Florida Department of Health discusses struggles with vaccine rollout

Reporter: Veronica Marshall Writer: Drew Hill
Published: Updated:
covid vaccines

The Department of health is normally an invisible, behind-the-scenes organization. But, since the COVID-19 vaccine rollout process began in Florida, that state and each individual county’s Department of Health has been thrust into the spotlight.

Lately, though, FDOH has been facing a considerable amount of criticism for the challenges people are facing to get the vaccine. However, experts tell WINK News that the blame goes beyond them.

Dr. Joseph Pepe is the FDOH Officer for Charlotte County. “We were looking somewhere around 75 to 100 an hour, and now we’re doing three to 400 per hour. So we’ve definitely improved our process dramatically,” said Pepe.

But it seems that for almost every success, local health departments are facing a different challenge.

“A lot of healthcare workers are tired. I’ve seen a lot of really tough stuff over the last year and a half,” Dr. Pepe said.

One part of the problem is that health departments have to do more with less. A study says that spending for local health departments has dropped 18% since 2010.

Also, they’ve lost at least 38,000 public health jobs since 2008.

Dr. Chris Beyrer works with Johns Hopkins Bloomberg School of Public Health. He says that this lack of resources is now impacting us all.

“The rollout of these two very efficacious products has been halting and slow and challenging. And it has been too slow to have these vaccines, at least up until now, have an impact on protecting the American people,” said Dr. Beyrer.

Even the emergency funding hit a dangerous delay.

“The CDC is ultimately the agency that is tasked with managing these distribution programs and the funding for them was going to be in the second recovery act, which was long-delayed,” Dr. Beyrer said.

Dr. Howard Koh is with Harvard’s T.H. Chan School of Public Health. “It’s not clear that coordination at the highest level has occurred yet. And it’s got to improve if we’re going to get to the targets of some 85 percent of the population vaccinated and achieving herd immunity,” said Dr. Koh.

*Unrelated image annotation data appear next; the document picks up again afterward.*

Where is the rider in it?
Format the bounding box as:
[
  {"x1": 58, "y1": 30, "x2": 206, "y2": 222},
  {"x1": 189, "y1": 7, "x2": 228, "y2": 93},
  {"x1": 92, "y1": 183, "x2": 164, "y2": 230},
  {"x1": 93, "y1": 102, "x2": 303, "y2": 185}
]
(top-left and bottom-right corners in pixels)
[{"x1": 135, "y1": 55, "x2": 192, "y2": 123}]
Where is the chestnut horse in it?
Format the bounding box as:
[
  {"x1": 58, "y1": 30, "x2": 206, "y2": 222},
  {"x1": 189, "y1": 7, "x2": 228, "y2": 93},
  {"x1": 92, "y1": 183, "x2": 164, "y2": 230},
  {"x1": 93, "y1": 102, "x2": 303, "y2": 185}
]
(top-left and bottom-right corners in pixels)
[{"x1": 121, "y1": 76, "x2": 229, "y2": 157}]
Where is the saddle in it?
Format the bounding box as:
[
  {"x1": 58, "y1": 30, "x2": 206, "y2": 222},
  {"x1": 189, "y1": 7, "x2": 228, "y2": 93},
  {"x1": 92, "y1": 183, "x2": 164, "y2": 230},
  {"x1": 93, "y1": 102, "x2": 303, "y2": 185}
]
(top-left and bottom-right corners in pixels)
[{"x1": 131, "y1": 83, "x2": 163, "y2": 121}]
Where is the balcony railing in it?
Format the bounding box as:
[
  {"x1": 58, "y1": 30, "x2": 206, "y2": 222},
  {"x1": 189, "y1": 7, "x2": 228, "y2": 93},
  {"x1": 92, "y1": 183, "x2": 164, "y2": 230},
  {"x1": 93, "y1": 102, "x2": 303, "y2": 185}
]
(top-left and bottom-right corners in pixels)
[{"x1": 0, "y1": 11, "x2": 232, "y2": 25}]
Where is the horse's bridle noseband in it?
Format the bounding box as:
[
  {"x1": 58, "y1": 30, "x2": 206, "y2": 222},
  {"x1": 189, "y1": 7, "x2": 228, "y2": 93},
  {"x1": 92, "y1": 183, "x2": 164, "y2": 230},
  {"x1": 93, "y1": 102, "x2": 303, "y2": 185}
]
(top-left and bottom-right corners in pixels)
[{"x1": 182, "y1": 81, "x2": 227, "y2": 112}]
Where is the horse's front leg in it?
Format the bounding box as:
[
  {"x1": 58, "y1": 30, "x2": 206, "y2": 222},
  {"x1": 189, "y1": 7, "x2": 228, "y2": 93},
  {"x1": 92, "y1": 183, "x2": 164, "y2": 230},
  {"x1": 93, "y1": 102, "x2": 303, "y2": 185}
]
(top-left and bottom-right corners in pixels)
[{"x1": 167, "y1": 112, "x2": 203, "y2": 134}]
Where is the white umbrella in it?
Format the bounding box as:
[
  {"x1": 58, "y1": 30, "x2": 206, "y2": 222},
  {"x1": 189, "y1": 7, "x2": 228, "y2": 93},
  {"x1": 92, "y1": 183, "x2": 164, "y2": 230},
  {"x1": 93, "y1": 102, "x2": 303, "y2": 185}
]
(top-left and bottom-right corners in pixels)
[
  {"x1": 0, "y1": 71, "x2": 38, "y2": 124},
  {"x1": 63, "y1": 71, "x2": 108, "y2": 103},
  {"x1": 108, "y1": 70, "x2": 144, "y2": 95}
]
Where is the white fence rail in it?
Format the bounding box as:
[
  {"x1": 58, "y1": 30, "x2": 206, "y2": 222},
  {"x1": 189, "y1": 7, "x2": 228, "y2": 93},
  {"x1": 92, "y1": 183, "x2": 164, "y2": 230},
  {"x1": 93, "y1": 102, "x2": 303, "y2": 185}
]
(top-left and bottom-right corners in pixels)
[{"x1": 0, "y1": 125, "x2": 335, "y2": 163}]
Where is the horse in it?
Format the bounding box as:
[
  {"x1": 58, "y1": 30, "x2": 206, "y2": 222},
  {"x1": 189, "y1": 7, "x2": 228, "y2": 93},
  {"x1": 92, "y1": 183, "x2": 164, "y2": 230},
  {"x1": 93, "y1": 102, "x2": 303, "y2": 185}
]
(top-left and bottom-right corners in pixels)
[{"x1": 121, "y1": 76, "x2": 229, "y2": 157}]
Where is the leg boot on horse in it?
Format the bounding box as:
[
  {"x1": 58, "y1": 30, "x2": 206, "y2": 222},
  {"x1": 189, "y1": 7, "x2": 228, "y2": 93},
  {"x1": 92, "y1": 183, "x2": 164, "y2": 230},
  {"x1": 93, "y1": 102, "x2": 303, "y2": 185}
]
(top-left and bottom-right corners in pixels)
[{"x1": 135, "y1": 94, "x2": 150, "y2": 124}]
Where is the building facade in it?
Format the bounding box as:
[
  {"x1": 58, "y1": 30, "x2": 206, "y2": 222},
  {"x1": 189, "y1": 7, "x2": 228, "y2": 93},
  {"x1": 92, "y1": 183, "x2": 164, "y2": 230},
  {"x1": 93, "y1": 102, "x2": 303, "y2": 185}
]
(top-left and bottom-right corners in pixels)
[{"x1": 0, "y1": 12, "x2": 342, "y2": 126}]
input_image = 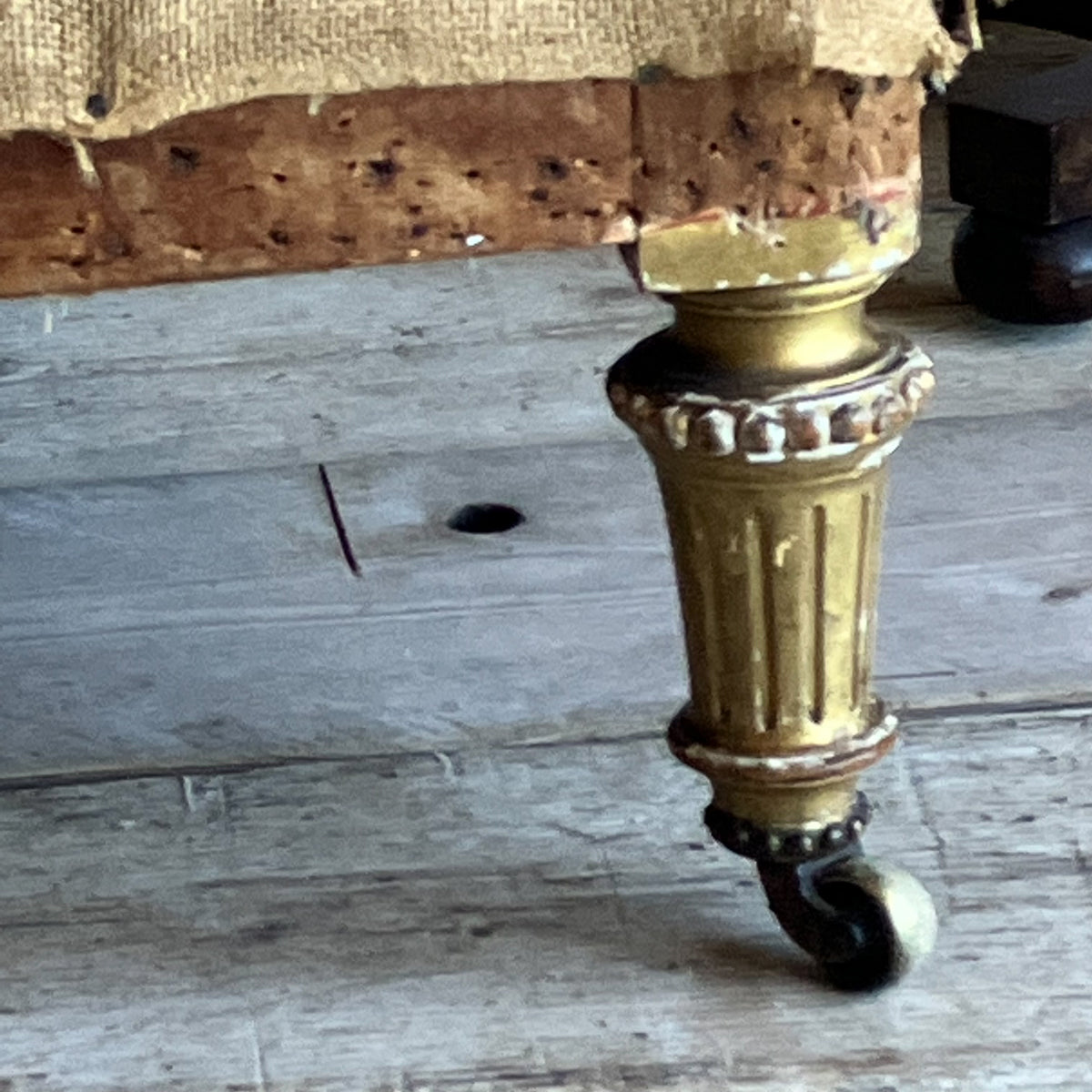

So while everyone waits for Washington DC to do something, local health departments are leaning on the one resource they can count on.

“We’ve had lots of folks come out, and really have been amazing, and they’re just so happy to be able to finally support and serve and help others. And that’s made all the difference in the world in our vaccine group one as well,” Dr. Pepe.

The reshuffling of local resources to combat the pandemic has drawn them away from other health department efforts. For example, tackling historically high STI rates the opioid crisis and other infectious diseases such as HIV and Hepatitis C.